Dr. Z, an OBGYN, was working with Doctors Without Borders in the Congo. Dr. Z had decided he simply had to go because he felt it was his calling as a Christian to help alleviate some of the enormous suffering in the world. For months Dr. Z labored tirelessly in a makeshift camp, desperately attempting to help the young girls and women who had been raped and mutilated by the interminable civil war of the region, a war fueled in part by the West’s insatiable demand for coltan and other precious metals from the region (got to get the materials to run our PlayStations and replace our cell phones every six months from somewhere, don’t we?).

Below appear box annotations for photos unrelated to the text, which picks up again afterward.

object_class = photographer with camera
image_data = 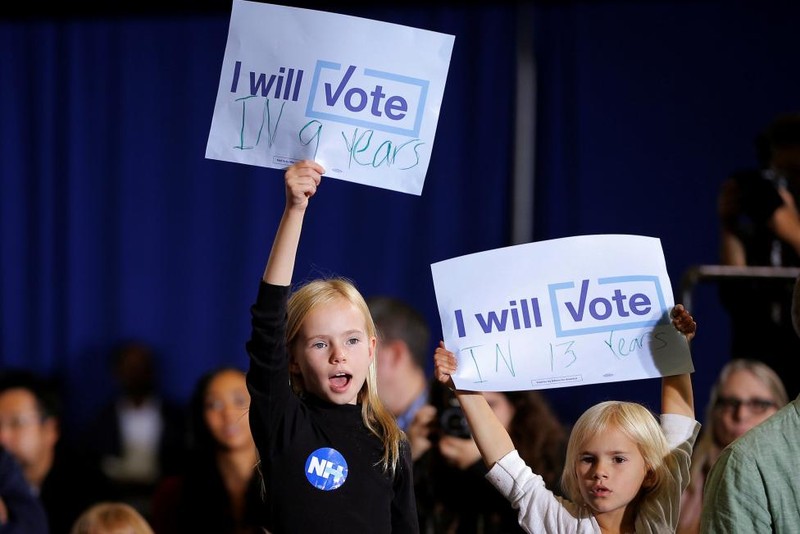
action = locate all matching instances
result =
[409,382,568,534]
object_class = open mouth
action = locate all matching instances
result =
[329,373,353,391]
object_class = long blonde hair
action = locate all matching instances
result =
[286,277,406,475]
[561,401,675,508]
[70,501,153,534]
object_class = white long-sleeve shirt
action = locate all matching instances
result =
[486,414,700,534]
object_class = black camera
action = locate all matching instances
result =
[430,382,472,439]
[439,404,472,439]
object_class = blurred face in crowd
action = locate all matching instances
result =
[0,388,58,486]
[205,370,254,450]
[714,369,778,447]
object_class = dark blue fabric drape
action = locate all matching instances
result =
[0,0,800,438]
[0,6,515,438]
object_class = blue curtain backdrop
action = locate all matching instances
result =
[0,0,800,440]
[0,6,515,438]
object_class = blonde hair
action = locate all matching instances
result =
[561,401,675,507]
[286,277,405,475]
[70,501,154,534]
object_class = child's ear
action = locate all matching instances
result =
[642,469,656,489]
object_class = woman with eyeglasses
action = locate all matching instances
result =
[676,358,789,534]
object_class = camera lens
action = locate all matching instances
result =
[439,406,472,439]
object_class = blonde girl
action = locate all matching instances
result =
[247,161,419,534]
[434,304,700,534]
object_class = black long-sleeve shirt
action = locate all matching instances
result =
[247,282,419,534]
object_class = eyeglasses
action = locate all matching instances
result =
[714,397,775,414]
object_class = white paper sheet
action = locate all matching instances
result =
[206,0,455,195]
[431,235,694,391]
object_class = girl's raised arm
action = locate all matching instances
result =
[263,160,325,286]
[433,341,514,469]
[661,304,697,419]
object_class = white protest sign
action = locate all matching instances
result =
[431,235,694,391]
[206,0,455,195]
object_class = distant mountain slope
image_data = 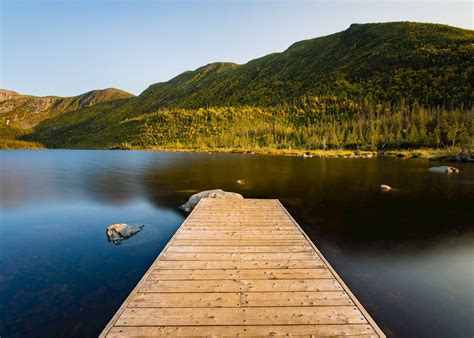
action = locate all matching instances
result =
[0,88,133,130]
[136,22,474,108]
[0,22,474,149]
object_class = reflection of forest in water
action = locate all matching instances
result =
[2,151,474,244]
[0,151,474,337]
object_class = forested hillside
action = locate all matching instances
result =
[2,22,474,150]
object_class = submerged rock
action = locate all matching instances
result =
[106,223,143,244]
[179,189,244,212]
[428,165,459,173]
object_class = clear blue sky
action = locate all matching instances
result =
[0,0,473,96]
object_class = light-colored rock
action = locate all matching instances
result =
[106,223,143,244]
[428,165,459,173]
[179,189,244,212]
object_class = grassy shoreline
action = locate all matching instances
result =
[0,140,470,161]
[116,146,461,161]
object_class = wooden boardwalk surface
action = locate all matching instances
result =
[101,199,384,337]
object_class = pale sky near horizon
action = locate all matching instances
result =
[0,0,474,96]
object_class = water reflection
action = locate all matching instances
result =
[0,151,474,337]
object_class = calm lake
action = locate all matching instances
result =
[0,150,474,337]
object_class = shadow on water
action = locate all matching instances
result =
[0,151,474,337]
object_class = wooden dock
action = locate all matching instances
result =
[101,199,385,337]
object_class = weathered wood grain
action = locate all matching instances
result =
[101,199,384,337]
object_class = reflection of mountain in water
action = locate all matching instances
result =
[2,151,473,244]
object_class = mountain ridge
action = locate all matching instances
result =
[0,22,474,149]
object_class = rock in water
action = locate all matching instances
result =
[106,223,143,244]
[428,165,459,173]
[179,189,244,212]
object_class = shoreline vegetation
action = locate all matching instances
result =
[0,140,473,162]
[0,22,474,161]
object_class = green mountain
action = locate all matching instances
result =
[0,22,474,149]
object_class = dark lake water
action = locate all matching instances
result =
[0,150,474,337]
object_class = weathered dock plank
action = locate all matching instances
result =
[101,199,384,337]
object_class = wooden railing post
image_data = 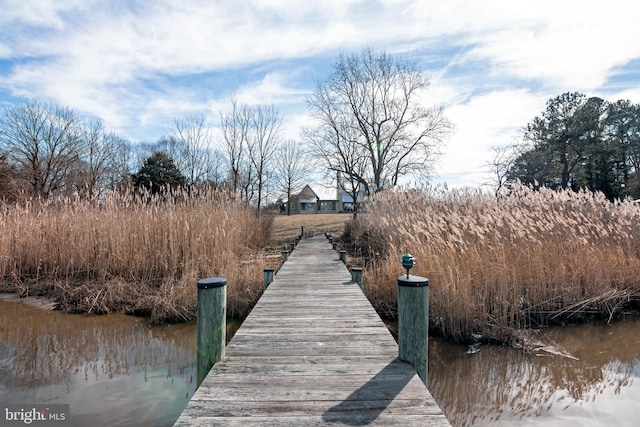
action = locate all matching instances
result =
[196,277,227,388]
[263,267,276,291]
[351,267,362,289]
[398,274,429,385]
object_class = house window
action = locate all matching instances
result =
[319,202,336,211]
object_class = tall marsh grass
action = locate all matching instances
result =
[347,185,640,341]
[0,188,270,321]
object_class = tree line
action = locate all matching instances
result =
[492,92,640,200]
[0,48,453,210]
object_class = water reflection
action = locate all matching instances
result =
[0,301,196,426]
[429,318,640,427]
[5,301,640,427]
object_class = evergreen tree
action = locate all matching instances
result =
[131,151,186,194]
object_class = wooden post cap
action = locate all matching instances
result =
[398,275,429,288]
[198,277,227,289]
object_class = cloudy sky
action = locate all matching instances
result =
[0,0,640,186]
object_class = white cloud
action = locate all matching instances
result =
[0,0,640,186]
[436,89,546,186]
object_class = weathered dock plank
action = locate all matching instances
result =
[175,239,449,426]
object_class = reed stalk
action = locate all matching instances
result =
[0,188,270,321]
[346,185,640,341]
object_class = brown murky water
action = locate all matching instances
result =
[0,301,640,427]
[429,317,640,427]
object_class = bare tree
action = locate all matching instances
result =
[76,119,129,198]
[171,115,211,184]
[220,98,251,192]
[485,145,519,196]
[303,113,370,219]
[306,49,453,191]
[275,139,308,215]
[0,101,80,198]
[220,99,281,211]
[248,105,282,213]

For some reason, it was the eight year old that did it. When she was brought in her legs had been amputated and somebody had rammed a large blade up her vagina. As Dr. Z cradled her head in his knees it was clear that they could do nothing for her but deliver her a dose of morphine to help alleviate the pain. Perhaps it was because she was eight, the same age as his own daughter. Perhaps it was the look of anguish in her eyes. Perhaps it was the unforgettable screams of her desperate mother. But through it all he felt his faith splintering.
Later that night he sat up with a colleague drinking a glass of brandy. Suddenly the tears started rolling down his cheeks. He turned to the other man, a GP and a fellow Christian. And with his face wet with tears he whispered hoarsely, “I don’t know if there is a god.”
In that moment Dr. Z did not believe the proposition “There is a God.” According to some people, Paul makes claims in Romans 1 which are sufficient to say that Dr. Z is, in that moment, wickedly suppressing the natural revelation that calls out to him. From where exactly? The killing fields of the Congo?